Authored by: Bill Keyworth, Vice President of Research, IDC
Track Speaker, April 10, 2018, CIO Peer Forum
Digital technologies and the new business models they fuel have significantly impacted most enterprises. Executives are called upon to leverage digital transformation (DX) to change and disrupt their business, customers, markets, and competitors. This shift is driving tremendous changes to the rules for IT measurement as many IT organizations still lack the culture necessary to run IT as a service business and to address the business value of their contribution to enterprise imperatives.
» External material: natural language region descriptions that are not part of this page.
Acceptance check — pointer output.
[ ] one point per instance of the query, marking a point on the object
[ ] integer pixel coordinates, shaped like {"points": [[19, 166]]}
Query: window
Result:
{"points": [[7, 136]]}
Traditional IT measurement, with its long-term focus on efficiency metrics for managing infrastructure, applications, and components, is no longer adequate. A new IT contract with line-of-business (LOB) executives continues to mandate reliability, availability, responsiveness, and flexibility for delivery of IT services critical to achieving target business outcomes … but “more” is now the imperative for IT metrics that matter. IDC identifies three compelling drivers of IT’s urgent need for “more” regarding metrics:
- Impact of Digital Transformation
- Multiple tiers of IT services
- Running IT as a service business
Impact of Digital Transformation
In recent years, enterprise leaders have sought to disrupt their markets and competitors through DX enabled by cloud, mobile and data technologies and accelerated by new digital technologies such as Internet of Things, robotics, 3D printing, cognitive interfaces and virtual reality. DX is effectively driving changes to business models, customer relationships, and partner expectations, and it has fundamentally and permanently altered the culture, metrics, processes, and tools critical for effective IT measurement. The acceptability of traditional IT operational metrics and key performance indicators (KPIs) that document IT’s efficiency is history.
DX requires differentiated measurement of IT’s immediate contribution to business objectives. Like the delivery of water and electric utilities, LOBs simply expect reliable, high-performance IT services without having to understand the distribution channel, storage mechanisms, and utility’s source. LOBs now demand IT capabilities when and where they’re needed to achieve DX goals. Delivery of IT technical services is of minimal interest to LOB executives whose career, salary, and bottom line are focused on achievement of digitally oriented business outcomes.
Multiple Tiers of IT Services
Traditional make-sell business models are being supplanted by platform-oriented, multisided, on-demand, and other approaches that require businesses to culturally interact and work cooperatively with external agents. IT executives are stepping up to the necessity of high-quality “foundational” traditional IT services as well as critical IT “business” services demanded by enterprise users. However, in addition, external customer-facing and business ecosystem-facing services are rapidly evolving to innovate, create, and manage the new types of revenue-generating products, services, and customer experiences by the business.
The plethora of digitally enabled products using IT services created or procured on the fly too often results in a degraded customer experience and internal finger-pointing. Failure to adapt to the demands of a multi-tiered service delivery eventually leads to a brittle, poorly connected set of products that can’t scale and don’t engage customers. IT organizations that have a well-thought-out, layered set of services, which start from basic IT and infrastructure services and extend to enterprise applications and business services, customer-facing business services and, finally, business services that reach ecosystem partners and stakeholders, are strengthening IT’s deliveries of service initiatives. Each layer is critical as it supports the layers that rest upon it and greatly enhances the measurement and delivery of all types of IT services for effective achievement of target business outcomes.
Running IT as a Service Business
Digital competencies are demanding a new level of professional business acumen within IT for “running IT as a true service business.” This new IT operational strategy is transitioning IT from an engineering-driven culture to a service-delivery culture with a new DX operating/financial model. Statistically, these kinds of CIOs and IT executives are better at creating and measuring a viable and competitive IT services business specifically for digital transformation. Considerations prompted by this trend include:
IT organizations that are culturally successful at adopting “IT as a service business” are improving the integration of their DX innovations with legacy systems and are providing consistent standards of service assurance (i.e., operational stability, timeliness, and security) for new IT services that business leaders and customers expect from existing platforms. By enabling more expansive visibility into application performance, dependencies, and overall efficiencies, those executives who run IT as a service business come closer to enabling a competitive price for the IT services provided, one that is based on some measure of IT services consumed.